“When I caught sight of it….I was fifty miles away and afoot, alone and weary. Yet all my blood turned to wine, and I have not been weary since”
John Muir, on seeing Mt.Shasta
Groovy…is the first thing that comes to mind. Having an out-of-body experience is not far behind it. We’re sitting at the “Seed of Life” cafe, surrounded by psychedelic posters and aging hippies. I’m reading an advertisement for “priestess training” and have just learned from the long-haired (and well-tattooed) barista that Mt. Shasta is a natural energy vortex. “you’re in the heart of the sacred mountain spirit, man….people have vision quests to come here”. The only thing nagging at my inner sanctuary is that my mocha cost $4.95 and the old hippy by the door is wearing a $100 Patagonia sweatshirt, was typing on an iPad and just got into a Land Rover. Maybe I am having visions?
Despite all the fluff, you can’t help but be impressed by the view. Mt. Shasta takes your breath away, and energy vortex or not, it’s comes darn close to a real-life modern-day spiritual encounter. Úytaahkoo or “White Mountain” sprouts like a giant conical birthday surprise out of the plains and into a soaring 14,179 feet (4,322 m). Driving north up the pine-lined I-5 amongst gently rolling hills you simply don’t expect it, so when you turn the corner and suddenly face the massive snow-capped peak, it really does shift your inner senses. There’s something about this mountain, and it most definitely draws you in.

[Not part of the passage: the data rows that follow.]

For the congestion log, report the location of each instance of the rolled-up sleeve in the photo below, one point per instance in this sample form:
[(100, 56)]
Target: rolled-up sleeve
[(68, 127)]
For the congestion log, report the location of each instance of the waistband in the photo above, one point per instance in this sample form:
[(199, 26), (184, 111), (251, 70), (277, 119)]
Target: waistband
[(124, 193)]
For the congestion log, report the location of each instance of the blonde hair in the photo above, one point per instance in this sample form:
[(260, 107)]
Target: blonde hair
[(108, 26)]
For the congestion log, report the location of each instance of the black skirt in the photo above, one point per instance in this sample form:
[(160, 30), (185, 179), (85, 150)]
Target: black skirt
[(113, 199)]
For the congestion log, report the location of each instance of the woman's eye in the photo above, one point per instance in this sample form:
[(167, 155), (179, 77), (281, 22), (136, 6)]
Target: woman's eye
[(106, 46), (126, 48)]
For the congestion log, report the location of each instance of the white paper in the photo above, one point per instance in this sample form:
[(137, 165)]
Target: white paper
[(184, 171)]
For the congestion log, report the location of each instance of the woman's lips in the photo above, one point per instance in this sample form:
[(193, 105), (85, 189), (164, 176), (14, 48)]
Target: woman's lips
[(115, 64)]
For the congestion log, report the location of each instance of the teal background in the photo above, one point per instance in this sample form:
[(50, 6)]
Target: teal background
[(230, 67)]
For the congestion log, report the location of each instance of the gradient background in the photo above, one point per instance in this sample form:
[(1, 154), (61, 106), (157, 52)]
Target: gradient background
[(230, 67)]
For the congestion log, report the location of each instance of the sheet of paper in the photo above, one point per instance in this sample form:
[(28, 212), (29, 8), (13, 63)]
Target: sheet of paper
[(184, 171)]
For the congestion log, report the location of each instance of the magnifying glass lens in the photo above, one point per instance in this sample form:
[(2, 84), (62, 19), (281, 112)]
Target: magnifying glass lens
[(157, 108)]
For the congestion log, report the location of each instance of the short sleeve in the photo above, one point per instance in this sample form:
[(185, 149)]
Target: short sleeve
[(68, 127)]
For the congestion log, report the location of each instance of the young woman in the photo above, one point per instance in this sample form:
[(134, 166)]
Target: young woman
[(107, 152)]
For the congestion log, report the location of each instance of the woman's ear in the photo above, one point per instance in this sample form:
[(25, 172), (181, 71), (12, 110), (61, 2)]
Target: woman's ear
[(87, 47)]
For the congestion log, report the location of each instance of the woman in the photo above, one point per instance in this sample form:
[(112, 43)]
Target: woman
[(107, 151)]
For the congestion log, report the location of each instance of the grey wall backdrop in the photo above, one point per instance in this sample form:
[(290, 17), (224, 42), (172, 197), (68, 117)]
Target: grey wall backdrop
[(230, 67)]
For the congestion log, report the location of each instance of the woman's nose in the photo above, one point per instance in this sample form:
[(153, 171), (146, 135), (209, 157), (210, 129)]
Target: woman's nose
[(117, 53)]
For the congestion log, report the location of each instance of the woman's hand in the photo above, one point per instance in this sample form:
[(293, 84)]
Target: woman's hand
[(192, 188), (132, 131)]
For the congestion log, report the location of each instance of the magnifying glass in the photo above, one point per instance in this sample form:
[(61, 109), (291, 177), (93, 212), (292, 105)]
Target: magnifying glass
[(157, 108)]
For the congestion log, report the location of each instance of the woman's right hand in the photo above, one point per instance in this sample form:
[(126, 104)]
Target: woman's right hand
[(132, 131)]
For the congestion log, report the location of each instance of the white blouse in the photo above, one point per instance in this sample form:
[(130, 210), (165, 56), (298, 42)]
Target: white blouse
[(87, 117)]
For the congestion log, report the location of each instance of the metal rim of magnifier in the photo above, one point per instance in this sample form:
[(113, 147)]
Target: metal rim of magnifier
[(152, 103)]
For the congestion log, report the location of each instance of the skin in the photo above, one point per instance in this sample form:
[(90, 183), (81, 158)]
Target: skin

Mt. Shasta (the town) is a cute mountain town which cultivates the spiritual vibe, but also rocks some money. There are large mansions just outside of town and the local golf course is a pristine 18-hole dream (we actually stopped to hit a few balls on the range…yes, even me…after hours of Golf Channel and hubby persistence I have veeery skeptically applied myself and realized I can actually hit the ball. The full glory of my golf future is yet to be seen however). Downtown has shops, cafes, a good organic food market and no end of offerings to get in touch with your inner self.
But the real draw to all this is the mountain…and the surrounding nature. Much of the mountain is protected Wilderness (which sadly means no dogs), but you can drive to admire the summit base-camp with pooch (Sand Flat/Bunny Flat) and you can go hike with doggie just about anywhere outside the main peak. We chose a super-scenic 2.2 mile route from Castle Lake to Heart Lake which not only offers two gorgeous mountain lakes, but also stunning views of Mt.Shasta and rolling blankets of low-lying snow (at least this time of year).
The latter drives Polly absolutely bananas giving her the snow “crazy runs” and us the benefit of a very tired doggie after the hike. Oh, and I have it on good authority from a local shaman that this happens to be an old indian hike which is (of course) a spiritual cleanser. So not only do your outer limbs get a work-out, but your inner being does too.
It’s simply the way of the mountain out here. I can’t tell you if the vortex took me in or my blood turned to wine, but I most definitely felt lifted. Groovy, baby.